Quand j'étais un peu plus jeune, en lisant la Lettre du Manifeste contre le FN j'ai lu un article sur une terrible nuit noire. C'est sous la plume de Yasmina Ali Oulhadj que j'ai découvert ce qui c'était passé le 17 octobre 1961 dans Paris et sa banlieue. Depuis nous sommes devenus amis et cette mémoire, avec des milliers de militants de gauche, nous la gardons intacte.

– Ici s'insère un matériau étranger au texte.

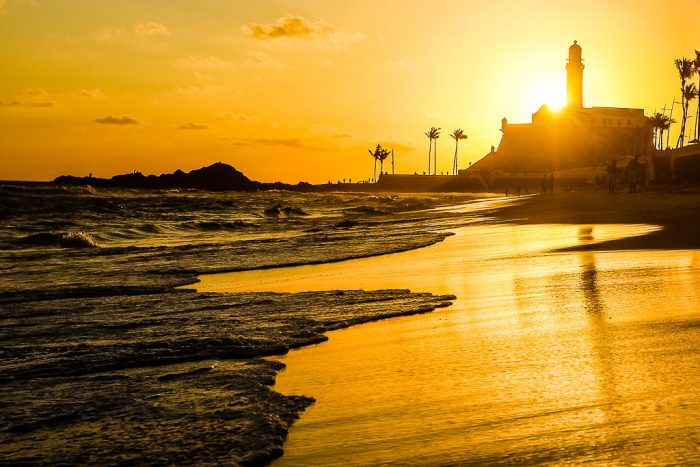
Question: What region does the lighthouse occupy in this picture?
[566,41,583,108]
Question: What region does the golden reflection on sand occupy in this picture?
[193,225,700,465]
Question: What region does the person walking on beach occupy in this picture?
[627,156,639,193]
[540,174,547,195]
[606,159,617,195]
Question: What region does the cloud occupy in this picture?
[175,55,231,70]
[175,84,225,98]
[231,138,318,149]
[133,23,172,38]
[177,122,209,130]
[0,101,56,109]
[21,88,49,99]
[77,89,106,99]
[221,112,260,125]
[92,23,172,42]
[0,87,56,109]
[241,15,364,48]
[95,115,139,125]
[309,125,353,139]
[394,58,416,68]
[246,52,282,68]
[382,141,414,152]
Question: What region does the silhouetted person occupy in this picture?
[606,159,617,195]
[627,156,639,193]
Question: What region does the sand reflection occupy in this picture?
[196,226,700,465]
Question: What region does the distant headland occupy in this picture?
[53,162,311,191]
[53,162,487,192]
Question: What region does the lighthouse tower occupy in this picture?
[566,41,583,108]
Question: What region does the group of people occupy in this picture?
[605,156,641,195]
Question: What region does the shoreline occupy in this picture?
[494,188,700,251]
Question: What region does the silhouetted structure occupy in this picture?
[566,41,584,107]
[468,42,654,183]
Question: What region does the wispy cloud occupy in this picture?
[95,115,139,125]
[241,15,364,48]
[0,101,56,109]
[382,141,414,152]
[0,87,56,109]
[176,55,231,70]
[229,138,318,149]
[394,58,416,68]
[246,51,283,68]
[221,112,260,125]
[77,89,106,99]
[175,84,226,98]
[177,122,209,130]
[133,23,172,38]
[309,125,353,139]
[92,22,172,42]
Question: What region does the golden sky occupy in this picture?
[0,0,700,183]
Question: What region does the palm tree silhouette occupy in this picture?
[691,49,700,143]
[433,128,440,175]
[425,127,440,175]
[673,57,693,148]
[367,144,391,182]
[679,83,698,146]
[649,112,664,149]
[450,129,467,175]
[378,148,391,176]
[367,144,382,182]
[659,115,676,149]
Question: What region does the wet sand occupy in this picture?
[194,189,700,465]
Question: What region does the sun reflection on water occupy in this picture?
[197,225,700,465]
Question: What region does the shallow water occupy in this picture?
[198,225,700,465]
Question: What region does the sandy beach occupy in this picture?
[198,191,700,465]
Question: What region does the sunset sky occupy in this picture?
[0,0,700,183]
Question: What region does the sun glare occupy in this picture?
[524,79,566,112]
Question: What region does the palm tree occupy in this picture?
[693,49,700,143]
[425,126,440,175]
[679,83,698,146]
[367,144,382,182]
[433,128,440,175]
[659,115,676,149]
[377,147,391,176]
[450,129,467,175]
[674,57,693,148]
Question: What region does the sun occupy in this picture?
[523,78,566,112]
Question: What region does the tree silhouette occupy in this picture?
[367,145,382,182]
[659,115,676,149]
[367,144,391,182]
[693,49,700,143]
[679,83,698,146]
[425,127,440,175]
[649,112,665,149]
[377,147,391,176]
[673,57,693,148]
[450,129,467,175]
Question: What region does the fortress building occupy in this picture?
[462,41,654,177]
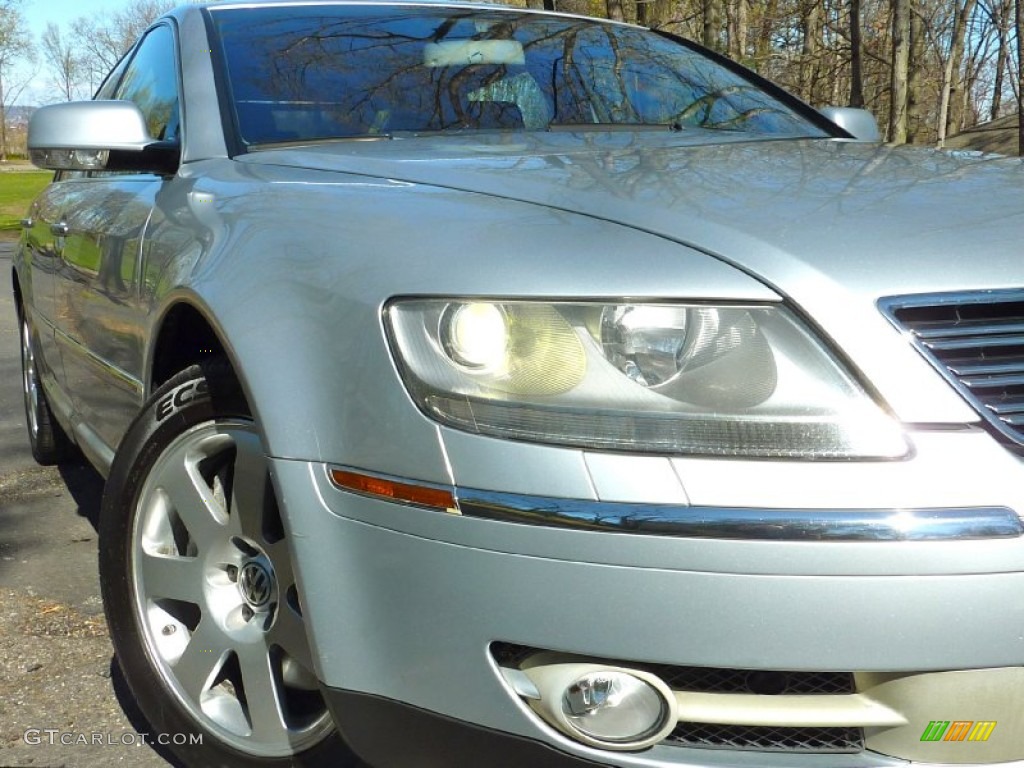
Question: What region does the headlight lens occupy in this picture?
[386,299,908,458]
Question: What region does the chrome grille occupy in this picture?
[881,290,1024,445]
[665,723,864,754]
[638,665,854,696]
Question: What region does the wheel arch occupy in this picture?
[146,300,238,396]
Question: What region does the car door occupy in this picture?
[54,25,179,452]
[22,180,65,388]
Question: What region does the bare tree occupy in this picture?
[40,22,85,101]
[938,0,976,146]
[850,0,864,109]
[1014,0,1024,158]
[0,0,33,163]
[75,0,178,85]
[889,0,910,144]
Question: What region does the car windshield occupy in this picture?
[211,5,825,144]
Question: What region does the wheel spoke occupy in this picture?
[157,452,226,547]
[173,616,230,705]
[138,552,203,605]
[238,643,288,742]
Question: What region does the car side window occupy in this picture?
[114,25,181,141]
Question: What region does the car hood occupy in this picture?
[245,133,1024,299]
[237,132,1024,423]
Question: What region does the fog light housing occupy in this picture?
[562,671,669,743]
[515,653,678,752]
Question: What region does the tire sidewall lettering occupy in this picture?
[156,379,210,424]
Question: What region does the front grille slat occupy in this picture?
[946,359,1024,378]
[914,322,1024,340]
[961,372,1024,389]
[919,335,1024,352]
[666,723,864,755]
[880,289,1024,453]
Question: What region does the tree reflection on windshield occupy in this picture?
[211,6,823,143]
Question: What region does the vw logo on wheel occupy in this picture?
[239,562,273,608]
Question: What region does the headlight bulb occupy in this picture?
[440,302,509,372]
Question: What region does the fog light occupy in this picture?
[562,670,669,743]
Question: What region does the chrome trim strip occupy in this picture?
[324,464,1024,542]
[456,488,1024,542]
[53,328,143,397]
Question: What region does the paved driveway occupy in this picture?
[0,242,174,768]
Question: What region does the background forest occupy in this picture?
[0,0,1024,156]
[528,0,1024,145]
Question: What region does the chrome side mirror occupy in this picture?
[819,106,882,142]
[29,100,180,173]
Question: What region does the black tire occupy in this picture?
[99,361,357,768]
[17,307,76,465]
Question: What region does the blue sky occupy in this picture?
[18,0,119,103]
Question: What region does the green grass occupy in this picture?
[0,171,53,239]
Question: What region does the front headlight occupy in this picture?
[386,299,908,459]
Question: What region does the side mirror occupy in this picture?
[819,106,882,142]
[29,101,180,174]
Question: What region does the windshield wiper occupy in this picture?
[548,123,683,133]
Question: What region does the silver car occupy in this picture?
[13,0,1024,768]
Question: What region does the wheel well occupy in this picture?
[151,304,233,389]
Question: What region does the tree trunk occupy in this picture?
[850,0,864,109]
[727,0,748,61]
[938,0,976,148]
[988,0,1013,120]
[889,0,910,144]
[1015,0,1024,158]
[906,8,928,144]
[755,0,778,67]
[700,0,722,51]
[800,0,824,102]
[0,70,7,163]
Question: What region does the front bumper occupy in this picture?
[273,434,1024,768]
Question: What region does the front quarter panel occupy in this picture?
[143,161,776,482]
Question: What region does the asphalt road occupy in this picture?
[0,242,170,768]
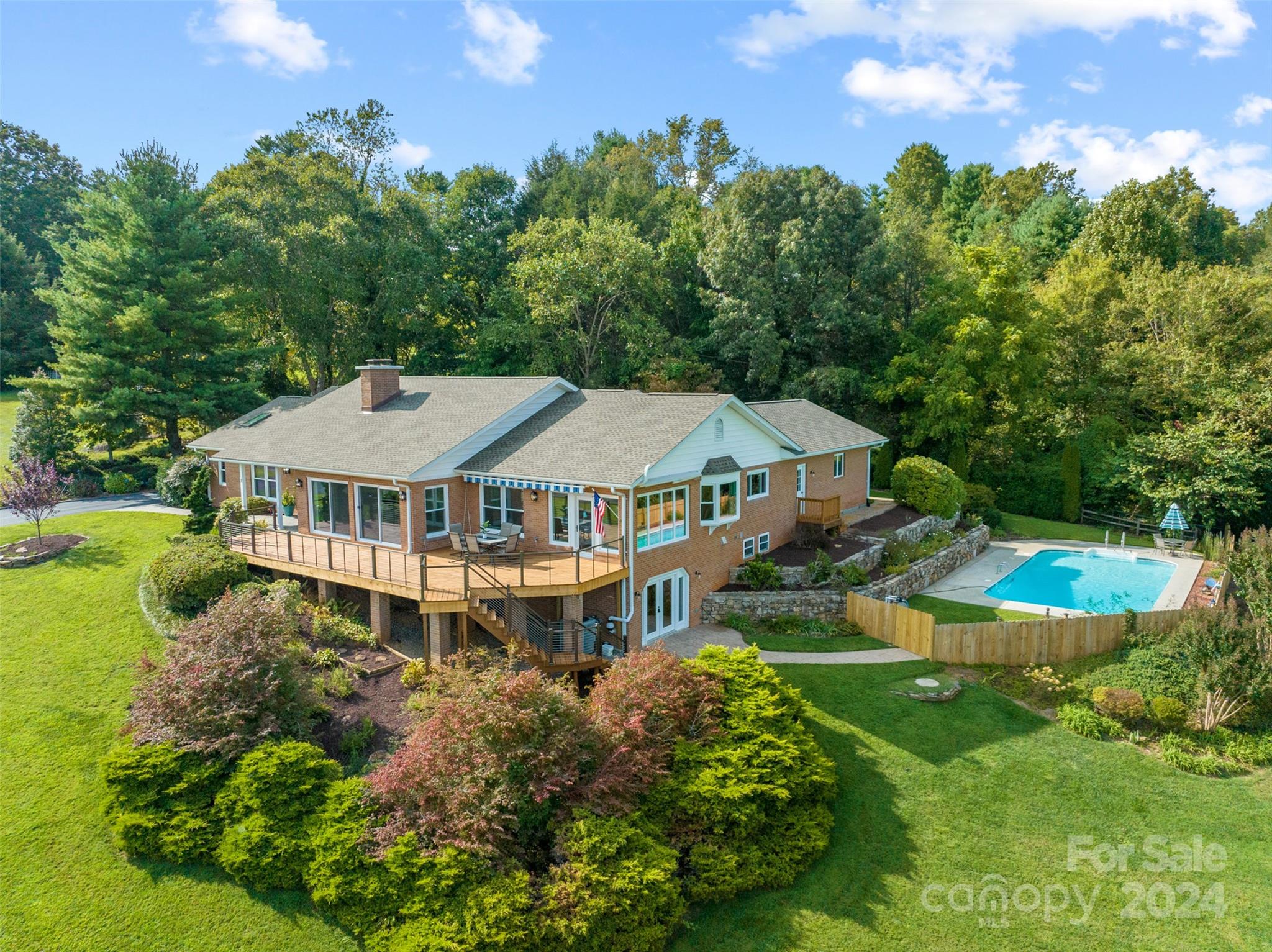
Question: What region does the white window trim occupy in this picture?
[306,478,357,539]
[632,484,693,553]
[747,466,768,499]
[348,483,411,551]
[425,483,450,539]
[698,471,742,526]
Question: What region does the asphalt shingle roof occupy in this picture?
[191,376,558,478]
[747,401,886,454]
[457,390,730,486]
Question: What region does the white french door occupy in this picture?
[641,568,689,643]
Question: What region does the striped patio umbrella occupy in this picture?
[1161,502,1188,533]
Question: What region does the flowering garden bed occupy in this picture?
[0,535,88,568]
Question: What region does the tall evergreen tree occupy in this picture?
[39,142,258,454]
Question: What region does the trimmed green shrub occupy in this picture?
[1091,686,1143,720]
[216,741,341,889]
[306,777,412,938]
[963,483,999,514]
[1056,704,1125,741]
[1060,442,1083,522]
[1224,733,1272,766]
[366,843,545,952]
[1084,648,1198,707]
[1148,694,1188,731]
[539,810,686,952]
[738,556,783,592]
[402,658,429,691]
[102,741,229,863]
[892,456,963,519]
[102,471,140,496]
[309,602,380,648]
[155,453,211,506]
[645,646,836,902]
[150,535,250,614]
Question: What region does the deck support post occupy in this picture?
[371,591,393,645]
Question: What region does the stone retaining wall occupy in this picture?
[853,525,989,599]
[702,589,847,623]
[702,520,989,623]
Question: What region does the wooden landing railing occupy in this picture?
[795,496,842,526]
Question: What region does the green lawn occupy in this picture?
[0,512,356,952]
[743,634,892,651]
[1002,512,1152,548]
[0,390,18,457]
[908,595,1042,625]
[675,661,1272,952]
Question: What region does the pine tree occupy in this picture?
[1060,442,1083,522]
[38,142,258,454]
[9,368,78,468]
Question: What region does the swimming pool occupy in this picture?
[984,549,1176,614]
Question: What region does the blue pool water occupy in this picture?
[984,549,1175,614]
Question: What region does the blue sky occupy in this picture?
[0,0,1272,217]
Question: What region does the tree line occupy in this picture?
[0,101,1272,527]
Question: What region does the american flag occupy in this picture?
[591,491,606,538]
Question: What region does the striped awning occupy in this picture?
[465,475,586,493]
[1161,502,1188,532]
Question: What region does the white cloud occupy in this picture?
[1012,119,1272,217]
[1233,93,1272,126]
[465,0,552,86]
[725,0,1254,112]
[1065,62,1104,93]
[186,0,330,79]
[389,138,432,168]
[843,60,1022,117]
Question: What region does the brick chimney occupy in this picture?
[357,360,402,413]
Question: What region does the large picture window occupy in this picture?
[424,486,447,537]
[636,486,689,549]
[309,479,348,535]
[481,486,525,528]
[357,486,402,545]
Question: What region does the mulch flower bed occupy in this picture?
[314,669,411,759]
[848,506,924,537]
[0,535,88,568]
[768,535,870,568]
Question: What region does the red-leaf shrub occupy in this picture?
[129,591,317,758]
[588,647,720,814]
[368,657,601,868]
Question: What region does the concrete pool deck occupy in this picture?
[920,539,1203,615]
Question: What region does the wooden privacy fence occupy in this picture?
[847,594,1183,666]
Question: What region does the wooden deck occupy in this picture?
[221,522,627,602]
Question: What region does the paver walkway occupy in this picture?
[656,624,924,664]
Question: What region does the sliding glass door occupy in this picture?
[357,486,402,545]
[309,479,348,535]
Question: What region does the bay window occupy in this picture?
[636,486,689,549]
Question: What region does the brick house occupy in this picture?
[191,361,885,671]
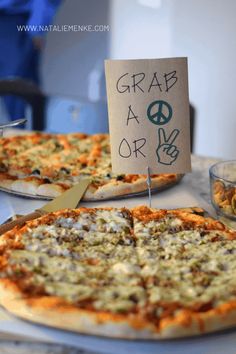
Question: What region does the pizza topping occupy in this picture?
[0,208,236,325]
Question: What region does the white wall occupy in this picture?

Les travaux de Benjamin Stora ou le livre de Jean-Luc Einaudi sur la guerre d'Algérie en général et les événements d'octobre sont de précieux outils pour une mémoire occultée. Pendant longtemps, cela a fait partie des sujets qui fâchent. La droite a joué une forme de censure, négationniste puisque les chiffres officiels sont largement en dessous de la réalité avant de passer à une offensive révisionniste. Sarkozy en 2007 s’était fait le chantre du combat contre la repentance, mais deux ans avant, probablement pour satisfaire une partie de l’électorat pied noir, ses amis députés avaient déposé un amendement inciter les enseignants à souligner “le bilan positif de la présence française outremer”. La controverse avait éclaté et la levée de boucliers de la gauche - une campagne fut lancée à l’initiative de DSK, força Chirac à faire retirer l’amendement. Malheureusement, à l’époque, quelques députés socialistes de Languedoc-Roussillon refusèrent de s’associer à la démarche du groupe socialiste.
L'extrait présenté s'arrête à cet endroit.